Editorial: Not long for ‘not proven’
The Scottish government’s latest publication on our controversial third verdict – responses to a consultation on its future – reveals that the public and practitioners alike impute to it their own meaning to suit their own ends. Like some intractable theological question, it has bred zealotry in its proponents and bloodlust in its opponents.
A faction of Scots law exceptionalists keep telling us that ‘not proven’ is the logical verdict, seemingly failing to understand that their preferred proven/not proven system is a synonym of guilty/not guilty, given that both entail the same moral consequences.
The idea that moral culpability would not attach to ‘proven’ or ‘not proven’ when they are in the contemplation of a jury debating a charge of murder or rape indicates the kind of wishful thinking to which people who want practice to fit theory and not theory to fit practice are frequently prone.
In contrast, some academics ignore disconfirming evidence about the third verdict’s effects and avail themselves of the fact there is no cost to doing so because the debate is too esoteric for the vast majority of the Scottish public to follow or care about.

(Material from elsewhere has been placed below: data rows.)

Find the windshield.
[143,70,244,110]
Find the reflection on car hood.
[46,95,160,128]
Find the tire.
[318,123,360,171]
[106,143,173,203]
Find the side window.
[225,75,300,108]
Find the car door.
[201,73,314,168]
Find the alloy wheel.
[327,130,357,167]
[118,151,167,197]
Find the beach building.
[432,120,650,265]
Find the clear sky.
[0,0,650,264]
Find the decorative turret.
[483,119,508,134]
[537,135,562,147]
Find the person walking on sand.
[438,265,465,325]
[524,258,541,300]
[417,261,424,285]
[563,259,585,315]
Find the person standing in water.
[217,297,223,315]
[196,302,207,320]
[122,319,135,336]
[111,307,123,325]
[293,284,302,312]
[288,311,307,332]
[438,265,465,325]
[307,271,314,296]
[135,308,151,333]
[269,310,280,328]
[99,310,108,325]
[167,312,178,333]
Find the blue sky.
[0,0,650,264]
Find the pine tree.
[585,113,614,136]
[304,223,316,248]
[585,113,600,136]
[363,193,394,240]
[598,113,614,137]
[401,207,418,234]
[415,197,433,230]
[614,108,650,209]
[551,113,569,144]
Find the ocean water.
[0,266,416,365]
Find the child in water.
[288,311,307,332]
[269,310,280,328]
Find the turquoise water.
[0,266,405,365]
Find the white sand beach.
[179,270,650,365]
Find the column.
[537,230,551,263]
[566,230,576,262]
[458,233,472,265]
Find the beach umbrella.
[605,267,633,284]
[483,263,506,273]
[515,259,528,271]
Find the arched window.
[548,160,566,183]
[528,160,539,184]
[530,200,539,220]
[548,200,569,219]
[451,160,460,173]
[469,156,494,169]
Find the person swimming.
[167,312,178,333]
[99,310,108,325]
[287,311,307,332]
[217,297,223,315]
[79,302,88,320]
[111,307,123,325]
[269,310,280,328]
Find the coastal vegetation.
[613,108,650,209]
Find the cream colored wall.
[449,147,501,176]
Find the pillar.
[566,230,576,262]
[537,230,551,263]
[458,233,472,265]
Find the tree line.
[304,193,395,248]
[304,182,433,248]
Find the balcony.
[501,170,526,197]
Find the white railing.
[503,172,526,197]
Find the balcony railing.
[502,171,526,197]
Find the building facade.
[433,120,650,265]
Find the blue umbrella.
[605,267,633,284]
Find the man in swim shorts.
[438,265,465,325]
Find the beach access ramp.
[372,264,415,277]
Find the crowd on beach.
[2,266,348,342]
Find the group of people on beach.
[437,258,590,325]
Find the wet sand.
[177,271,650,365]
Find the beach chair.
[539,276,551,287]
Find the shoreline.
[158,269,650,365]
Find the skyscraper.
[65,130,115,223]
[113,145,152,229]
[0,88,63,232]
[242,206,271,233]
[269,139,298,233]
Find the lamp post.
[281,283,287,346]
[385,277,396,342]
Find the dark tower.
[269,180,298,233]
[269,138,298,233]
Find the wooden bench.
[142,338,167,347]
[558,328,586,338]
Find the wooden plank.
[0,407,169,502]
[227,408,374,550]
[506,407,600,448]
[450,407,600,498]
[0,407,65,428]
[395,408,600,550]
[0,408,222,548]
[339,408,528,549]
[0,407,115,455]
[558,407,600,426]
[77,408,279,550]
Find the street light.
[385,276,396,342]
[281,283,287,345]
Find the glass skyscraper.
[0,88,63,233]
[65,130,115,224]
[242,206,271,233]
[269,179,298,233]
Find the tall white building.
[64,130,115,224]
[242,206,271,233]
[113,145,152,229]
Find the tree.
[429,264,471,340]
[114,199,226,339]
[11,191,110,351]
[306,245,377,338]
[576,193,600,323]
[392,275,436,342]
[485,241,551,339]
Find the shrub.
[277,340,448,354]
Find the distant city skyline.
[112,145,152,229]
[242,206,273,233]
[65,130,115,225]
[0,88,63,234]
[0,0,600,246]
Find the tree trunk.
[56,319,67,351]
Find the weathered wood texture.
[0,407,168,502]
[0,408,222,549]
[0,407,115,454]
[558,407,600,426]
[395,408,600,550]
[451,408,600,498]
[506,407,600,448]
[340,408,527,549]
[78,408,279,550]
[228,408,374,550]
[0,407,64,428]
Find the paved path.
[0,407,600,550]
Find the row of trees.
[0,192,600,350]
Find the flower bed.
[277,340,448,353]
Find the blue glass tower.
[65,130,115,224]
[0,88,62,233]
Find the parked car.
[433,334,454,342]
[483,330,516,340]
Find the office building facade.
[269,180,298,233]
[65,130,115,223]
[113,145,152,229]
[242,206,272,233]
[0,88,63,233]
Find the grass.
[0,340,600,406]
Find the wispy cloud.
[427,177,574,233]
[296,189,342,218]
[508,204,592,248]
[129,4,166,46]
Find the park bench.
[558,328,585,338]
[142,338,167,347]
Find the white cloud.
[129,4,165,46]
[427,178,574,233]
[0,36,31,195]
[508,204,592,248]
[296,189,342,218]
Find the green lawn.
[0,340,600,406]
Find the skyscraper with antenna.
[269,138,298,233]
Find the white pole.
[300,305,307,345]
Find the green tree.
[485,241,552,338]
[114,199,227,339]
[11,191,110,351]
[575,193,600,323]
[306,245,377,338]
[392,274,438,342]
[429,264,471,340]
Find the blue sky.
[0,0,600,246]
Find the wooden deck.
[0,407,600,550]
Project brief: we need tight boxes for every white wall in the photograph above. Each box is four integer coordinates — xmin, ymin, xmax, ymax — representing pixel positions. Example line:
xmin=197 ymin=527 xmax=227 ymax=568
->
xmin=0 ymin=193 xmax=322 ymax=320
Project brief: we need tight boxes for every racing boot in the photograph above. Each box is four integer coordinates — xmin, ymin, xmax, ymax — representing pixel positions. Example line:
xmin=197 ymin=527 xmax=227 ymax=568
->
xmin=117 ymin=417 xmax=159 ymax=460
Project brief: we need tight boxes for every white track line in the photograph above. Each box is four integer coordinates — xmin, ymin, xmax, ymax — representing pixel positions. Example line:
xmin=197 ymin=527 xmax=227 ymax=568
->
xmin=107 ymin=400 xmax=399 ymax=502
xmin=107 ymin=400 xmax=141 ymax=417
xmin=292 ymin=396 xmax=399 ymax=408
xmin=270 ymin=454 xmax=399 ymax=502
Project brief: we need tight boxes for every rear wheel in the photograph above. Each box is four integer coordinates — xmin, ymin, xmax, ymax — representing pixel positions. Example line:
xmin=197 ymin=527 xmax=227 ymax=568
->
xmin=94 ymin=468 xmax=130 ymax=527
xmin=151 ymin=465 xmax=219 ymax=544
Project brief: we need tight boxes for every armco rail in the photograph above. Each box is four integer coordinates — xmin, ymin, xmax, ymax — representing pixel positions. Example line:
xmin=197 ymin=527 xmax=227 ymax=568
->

Desiring a particular outcome is not wrong, but it would be better if they dispensed with the pretence of neutral rational inquiry and admitted that they were lobbyists for the system envisaged by their ideology.
My own view is that the third verdict should be abolished and that a qualified jury majority should be introduced to bring the phoney war on ‘not proven’ to an end so that we can brace ourselves for the impending real one – against juries themselves.